In lingua thailandese il termine “thai” sta ad indicare la parola “libero”. In effetti, la libertà è sempre stata una prerogativa della cultura thailandese, tanto che, almeno formalmente, il popolo thai è rimasto vergine alla colonizzazione francese o britannica a cui, invece, si sono sottomessi i popoli delle regioni confinanti.

Alle tre del mattino del 20 Maggio 2014, Bangkok sta ancora dormendo. Sulla Ratchadamnoen Avenue, al quartier generale dell’esercito thailandese, è stato convocato lo stato maggiore. Si discute di una possibile applicazione della legge marziale per porre fine alla crisi politica che da mesi insanguina il Paese: dal dicembre scorso, infatti, le strade delle maggiori città thailandesi sono state teatro di violenti scontri tra le camicie rosse, legate all’ex primo ministro, il miliardario Thaksin Shinawatra, e le forze d’opposizione affiliate al Partito Democratico, d’estrazione conservatrice. Le due forze politiche hanno praticamente spaccato in due il Paese: il Nord dei coltivatori di riso con le camicie rosse, il sud a maggioranza musulmana con il Partito Democratico.
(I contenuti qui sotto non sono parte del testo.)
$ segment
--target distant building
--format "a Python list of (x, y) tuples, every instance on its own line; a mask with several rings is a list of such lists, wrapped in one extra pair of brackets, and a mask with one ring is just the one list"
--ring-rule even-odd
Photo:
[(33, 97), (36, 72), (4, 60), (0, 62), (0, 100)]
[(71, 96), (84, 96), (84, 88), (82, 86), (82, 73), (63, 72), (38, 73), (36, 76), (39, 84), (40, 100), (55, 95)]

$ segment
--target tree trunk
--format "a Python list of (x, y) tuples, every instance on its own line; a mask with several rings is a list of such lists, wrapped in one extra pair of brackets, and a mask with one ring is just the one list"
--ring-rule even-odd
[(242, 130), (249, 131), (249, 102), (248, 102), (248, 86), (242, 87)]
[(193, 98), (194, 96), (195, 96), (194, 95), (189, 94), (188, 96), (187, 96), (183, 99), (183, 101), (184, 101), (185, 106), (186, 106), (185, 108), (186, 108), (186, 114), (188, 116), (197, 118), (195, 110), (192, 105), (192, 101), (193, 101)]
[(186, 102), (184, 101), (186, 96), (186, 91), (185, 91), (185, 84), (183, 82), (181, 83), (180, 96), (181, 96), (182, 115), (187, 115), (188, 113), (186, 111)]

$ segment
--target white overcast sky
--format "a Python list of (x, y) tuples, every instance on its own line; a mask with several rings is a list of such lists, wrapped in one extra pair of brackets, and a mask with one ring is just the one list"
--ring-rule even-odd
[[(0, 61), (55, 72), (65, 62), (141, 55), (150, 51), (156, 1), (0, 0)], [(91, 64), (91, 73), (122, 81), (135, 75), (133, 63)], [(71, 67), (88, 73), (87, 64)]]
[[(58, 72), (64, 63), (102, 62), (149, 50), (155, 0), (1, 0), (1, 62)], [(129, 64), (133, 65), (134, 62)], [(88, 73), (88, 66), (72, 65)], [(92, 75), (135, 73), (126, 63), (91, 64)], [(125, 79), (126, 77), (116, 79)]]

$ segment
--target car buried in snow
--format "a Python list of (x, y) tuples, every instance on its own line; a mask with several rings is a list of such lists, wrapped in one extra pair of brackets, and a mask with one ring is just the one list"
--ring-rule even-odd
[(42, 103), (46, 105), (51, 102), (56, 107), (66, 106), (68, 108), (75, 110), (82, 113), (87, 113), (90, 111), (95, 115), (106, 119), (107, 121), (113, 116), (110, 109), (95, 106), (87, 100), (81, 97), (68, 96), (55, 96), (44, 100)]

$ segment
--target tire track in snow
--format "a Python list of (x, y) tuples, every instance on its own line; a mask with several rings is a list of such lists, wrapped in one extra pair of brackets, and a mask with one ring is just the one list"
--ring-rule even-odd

A motivo di questa spaccatura stanno le ambigue politiche portate avanti dall’ex premier Thaksin Shinawatra che per più di dieci anni ha retto, direttamente o indirettamente, le fila del Paese. Se da una parte le riforme politiche di Shinawatra possono sembrare lodevoli (si pensi all’abbassamento del prezzo dei servizi sanitari), dall’altra, si sono rilevate estremamente fallimentari (basti pensare alla bolla economica sul mancato pagamento del riso ai coltivatori, o alla violenta repressione delle manifestazioni separatiste nelle provincie musulmane di Pattani, Yala e Narathiwat, al confine con la Malesia).

Il colpo di Stato

La mattina del 22 Maggio, gli occhi di tutti i thailandesi sono puntati verso gli schermi dei televisori. Un messaggio del comandante in capo dell’esercito, generale Prayuth Chan-ocha, viene mandato in onda su tutte le reti nazionali: il potere statale è ufficialmente nelle mani dell’esercito e la Costituzione è sospesa. A Bangkok, i carri armati sfilano per le piazze della città, mentre la radio alterna i proclami della giunta militare all’inno nazionale. L’esercito thailandese ha appena portato a segno un colpo di Stato, eppure, a parte qualche piccola contestazione, la popolazione non sembra essere scossa dall’evento. In effetti, la Thailandia non è nuova a questo genere di dinamiche: dal 1932, anno dell’instaurazione della monarchia costituzionale, nel Paese si sono verificati ben diciannove tentativi di colpo di Stato, dodici dei quali andati a segno. Quello che per un occidentale potrebbe rappresentare il massimo attentato alla democrazia, assume per un thailandese un valore totalmente diverso: il colpo di Stato diventa paradossalmente una tappa forzata nel processo democratico, il modo in cui la sovranità del re si impone al di sopra delle parti politiche, riassestando l’ordine dopo gli scontri. La figura del re rappresenta, in Thailandia, l’ago della bilancia del sistema politico, ed è proprio nella lotta alla successione dinastica che risiede uno dei motivi degli scontri di piazza degli ultimi mesi: l’erede al trono è, infatti, considerato vicino alle posizioni dell’ex primo ministro Thaksin Shinawatra, mentre il resto della famiglia reale è storicamente legato alle fazioni più conservatrici e al Partito Democratico. Alla lotta per la successione al trono, si affianca anche un altro motivo di tensione: la dilagante corruzione tra le cariche pubbliche, sia del partito filo-governativo di Shinawatra, sia nell’opposizione dei democratici.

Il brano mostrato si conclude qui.